Search code examples
pythonlistaveragesublist

How to calculate average of sub-lists based on Timestamp values


I have 2 lists. The 1st list is the Timestamps (sec) when data was measured. And 2nd list contains data.

I want to calculate the average of data every 10 sec. Note that timestamp between 2 consecutive data points is not fixed.

Example:

Timestamp = [2, 5, 8, 11, 18, 23, 25, 28]
Data = [1, 2, 3, 4, 5, 6, 7, 8]

And the expected output is supposed to be:

Output = [average of [1,2,3] , average of [4,5] , average of [6,7,8]]

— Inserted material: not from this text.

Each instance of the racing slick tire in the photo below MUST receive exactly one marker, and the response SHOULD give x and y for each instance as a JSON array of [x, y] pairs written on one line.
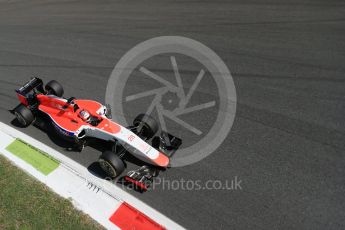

I was wondering if there is any built-in function in Python like average-if analysis to do it automatically.

Thank you for your help.


Solution

  • You can use for that the math function floor with defaultdict as

    from collections import defaultdict
    from math import floor
    
    timestamp = [2, 5, 8, 11, 18, 23, 25, 28]
    data = [1, 2, 3, 4, 5, 6, 7, 8]
    average_dc= defaultdict(list)
    for t, d in sorted(zip(timestamp, data), key=lambda x : x[0]):
         average_dc[math.floor(t / 10)].append(d)
    averages = [sum(i)/ len(i) for i in average_dc.values()]
    

    Output

    [2.0, 4.5, 7.0]
    

    The sorted(zip(timestamp, data), key=lambda x : x[0]) will concat the timestamp value with the value from data on the same index and then the for loop will insert to average_dc the relevant data value base on the related timestamp value.
    In the last line, the list comprehension will iterate over each list in the average_dc and will calculate the average of it.